Don’t you ever just feel like telling the world to, “Bite Me!” Reality really can bite sometimes.
“I’m here for my appointment,” I said, approaching the window in the doctor’s office.
“Kerry?”
“Yes.”
“That was yesterday actually.”
The receptionist said this, without sounding at all annoyed at this latest inconvenience of her precious time, but I would find out later that it happened a few times a week usually. In fact, one girl came in after me, only to learn she was, in fact, a day early for her scheduled appointment.
Immediately I felt like crying. I couldn’t believe I’d done that. I’d checked the card, several times over the last few months, and I swore I had the right day. Maybe they’d written it down wrong. Maybe this wasn’t my mistake at all, but theres instead. Maybe?
I wouldn’t normally have felt like bursting into tears over something like this, but I hadn’t slept well, fallen to sleep after finding out another terrorist attack had taken place, and even the death of a famous Toronto mayor, of cancer, this had contributed to my state of sensitivity.
I don’t know. Something about the situation I was in, the coming together of the events already that morning, it all felt kind of unreal.
“Really?” I said. “Thank you very much.”
The receptionist must have taken pity on me. “It’s her OB morning, but I can squeeze you in somewhere.”
“Oh thank you very much,” I said, grateful I wasn’t going to leave without finding out what my test results were, without getting a chance to speak with the doctor about my situation.
I took my seat, preparing to wait as long as possible, as I knew I was lucky to still be seen. All around me, women were arriving, being weighed and getting their blood pressure taken, being shown to exam rooms to see the doctor for their varied, so-and-so month checkups, all in different stages of pregnancy. Here they were. I didn’t know their stories and they didn’t know mine, but I began to feel out-of-place and silly amongst them.
One woman came out to meet her husband and young child. I wondered about all the women there alone vs the one there with, likely, her supportive partner. But maybe the other fathers had to work and couldn’t get off. Who knew. None of us truly knew another’s life and circumstances. That would, likely, be too much of a weight to carry anyway…even more than any fetus.

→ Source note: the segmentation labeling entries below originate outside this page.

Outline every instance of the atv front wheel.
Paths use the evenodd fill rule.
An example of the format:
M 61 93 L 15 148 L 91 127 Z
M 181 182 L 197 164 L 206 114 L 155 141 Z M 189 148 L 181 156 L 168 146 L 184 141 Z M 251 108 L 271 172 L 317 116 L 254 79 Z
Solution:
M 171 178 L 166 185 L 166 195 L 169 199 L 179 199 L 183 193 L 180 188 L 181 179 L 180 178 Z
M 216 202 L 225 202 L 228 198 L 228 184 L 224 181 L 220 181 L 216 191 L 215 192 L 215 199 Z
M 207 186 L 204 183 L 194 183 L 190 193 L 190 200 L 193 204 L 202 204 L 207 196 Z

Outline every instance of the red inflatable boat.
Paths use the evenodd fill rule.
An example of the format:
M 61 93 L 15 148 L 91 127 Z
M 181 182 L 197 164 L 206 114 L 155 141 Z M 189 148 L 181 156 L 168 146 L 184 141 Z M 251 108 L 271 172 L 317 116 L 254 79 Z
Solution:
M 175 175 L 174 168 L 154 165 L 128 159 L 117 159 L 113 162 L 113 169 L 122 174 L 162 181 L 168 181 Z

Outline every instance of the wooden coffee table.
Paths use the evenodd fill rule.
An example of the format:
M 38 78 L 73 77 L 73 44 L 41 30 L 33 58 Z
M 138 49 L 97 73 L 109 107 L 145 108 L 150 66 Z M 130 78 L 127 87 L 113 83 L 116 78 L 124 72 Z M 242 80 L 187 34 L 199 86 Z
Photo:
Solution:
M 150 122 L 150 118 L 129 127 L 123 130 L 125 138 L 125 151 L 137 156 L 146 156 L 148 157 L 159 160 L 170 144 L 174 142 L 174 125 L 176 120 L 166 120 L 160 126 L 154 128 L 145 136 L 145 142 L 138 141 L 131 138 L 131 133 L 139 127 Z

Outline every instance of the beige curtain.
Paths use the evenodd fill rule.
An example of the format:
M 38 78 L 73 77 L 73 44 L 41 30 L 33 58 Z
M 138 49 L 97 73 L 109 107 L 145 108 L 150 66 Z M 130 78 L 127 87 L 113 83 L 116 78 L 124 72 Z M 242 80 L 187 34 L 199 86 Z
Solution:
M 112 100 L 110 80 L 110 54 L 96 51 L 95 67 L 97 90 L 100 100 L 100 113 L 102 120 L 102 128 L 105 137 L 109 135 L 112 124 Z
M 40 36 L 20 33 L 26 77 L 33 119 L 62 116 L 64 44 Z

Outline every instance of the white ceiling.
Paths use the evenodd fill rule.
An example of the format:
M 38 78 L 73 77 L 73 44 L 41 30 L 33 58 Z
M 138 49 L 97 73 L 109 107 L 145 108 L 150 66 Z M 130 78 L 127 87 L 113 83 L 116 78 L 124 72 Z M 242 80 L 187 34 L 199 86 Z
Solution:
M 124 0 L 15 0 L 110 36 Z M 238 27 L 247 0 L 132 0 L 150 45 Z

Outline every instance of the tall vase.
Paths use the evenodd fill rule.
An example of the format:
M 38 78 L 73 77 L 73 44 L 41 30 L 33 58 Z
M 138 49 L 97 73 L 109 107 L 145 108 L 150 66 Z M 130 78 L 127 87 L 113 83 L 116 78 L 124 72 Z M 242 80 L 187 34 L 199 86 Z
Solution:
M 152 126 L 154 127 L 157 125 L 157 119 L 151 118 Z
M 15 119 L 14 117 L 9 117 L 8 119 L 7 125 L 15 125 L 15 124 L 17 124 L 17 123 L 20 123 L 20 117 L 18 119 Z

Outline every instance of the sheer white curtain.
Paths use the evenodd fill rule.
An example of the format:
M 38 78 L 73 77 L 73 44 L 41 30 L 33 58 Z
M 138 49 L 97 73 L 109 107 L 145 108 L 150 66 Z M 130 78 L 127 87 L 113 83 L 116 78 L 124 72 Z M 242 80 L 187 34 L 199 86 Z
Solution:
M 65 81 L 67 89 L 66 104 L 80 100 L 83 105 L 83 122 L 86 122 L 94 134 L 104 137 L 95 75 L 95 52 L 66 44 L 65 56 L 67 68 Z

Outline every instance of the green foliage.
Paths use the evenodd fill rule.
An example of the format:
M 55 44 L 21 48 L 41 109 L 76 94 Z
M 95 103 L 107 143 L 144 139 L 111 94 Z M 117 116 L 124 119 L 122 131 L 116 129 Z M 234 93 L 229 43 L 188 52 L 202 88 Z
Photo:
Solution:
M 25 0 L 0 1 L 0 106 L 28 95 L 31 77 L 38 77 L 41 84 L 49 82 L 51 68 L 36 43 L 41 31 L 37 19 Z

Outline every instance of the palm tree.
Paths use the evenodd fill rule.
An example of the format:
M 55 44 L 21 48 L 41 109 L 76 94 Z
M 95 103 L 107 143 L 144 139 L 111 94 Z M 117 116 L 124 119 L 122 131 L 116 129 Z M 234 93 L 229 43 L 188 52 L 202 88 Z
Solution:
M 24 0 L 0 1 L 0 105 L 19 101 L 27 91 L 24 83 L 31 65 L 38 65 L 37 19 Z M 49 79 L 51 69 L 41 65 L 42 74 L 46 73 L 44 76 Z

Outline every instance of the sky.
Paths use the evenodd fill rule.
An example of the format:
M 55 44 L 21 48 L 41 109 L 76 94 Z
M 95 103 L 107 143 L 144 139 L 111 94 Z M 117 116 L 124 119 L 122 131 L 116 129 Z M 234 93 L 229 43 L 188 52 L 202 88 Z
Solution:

Speaking of unborn babies, I wanted to cry, at the realities and the uncertainties. But I wasn’t going to cry, there, in front of all those pregnant and expecting mothers, some already mothers, whose hormones and the huge event to soon happen to them actually had more of a physical reason to burst into tears than I had.
But of course I had a reason, my reasons, several reasons, but I didn’t do it, not there in front of everyone, receptionist and patients, in that waiting room on a Tuesday.
I wasn’t there, on that OB morning, for the same reasons as everyone else and I didn’t think I ever would be. I really really didn’t know what I felt about that likelihood.
Forty-five minutes later, I left still wanting to cry. So many things about that day felt unreal to me. Yet another global terrorist attack. Yet another life taken too soon from cancer.
And as for myself, I was sick of yet another symptom with nothing causing it. No blood test or examination result could be connected to how I was feeling. I’d stumped yet another medical professional, but I definitely wasn’t there for the same happy, blessed occasion as the rest.
I’d been through this before. Really had enough. Really sick of it. Real ridiculous. No, really.
So, the list of the unreal grows and grows and grows.
It’s really unreal that certain people are in the running for the US presidency.
It’s so unreal to me that people, the book buying public, that they seem to require life to be spoon fed to them, as someone pointed out to me how unlikely any publisher is to want a memoir when they can have yet another how-to.. diet or get-rich success story.
And it’s really
to me that I’ve been doing this
for almost exactly one whole year,
At least I have stream of consciousness writing to help me work through the realities of life.
Where, oh where, would I be without you?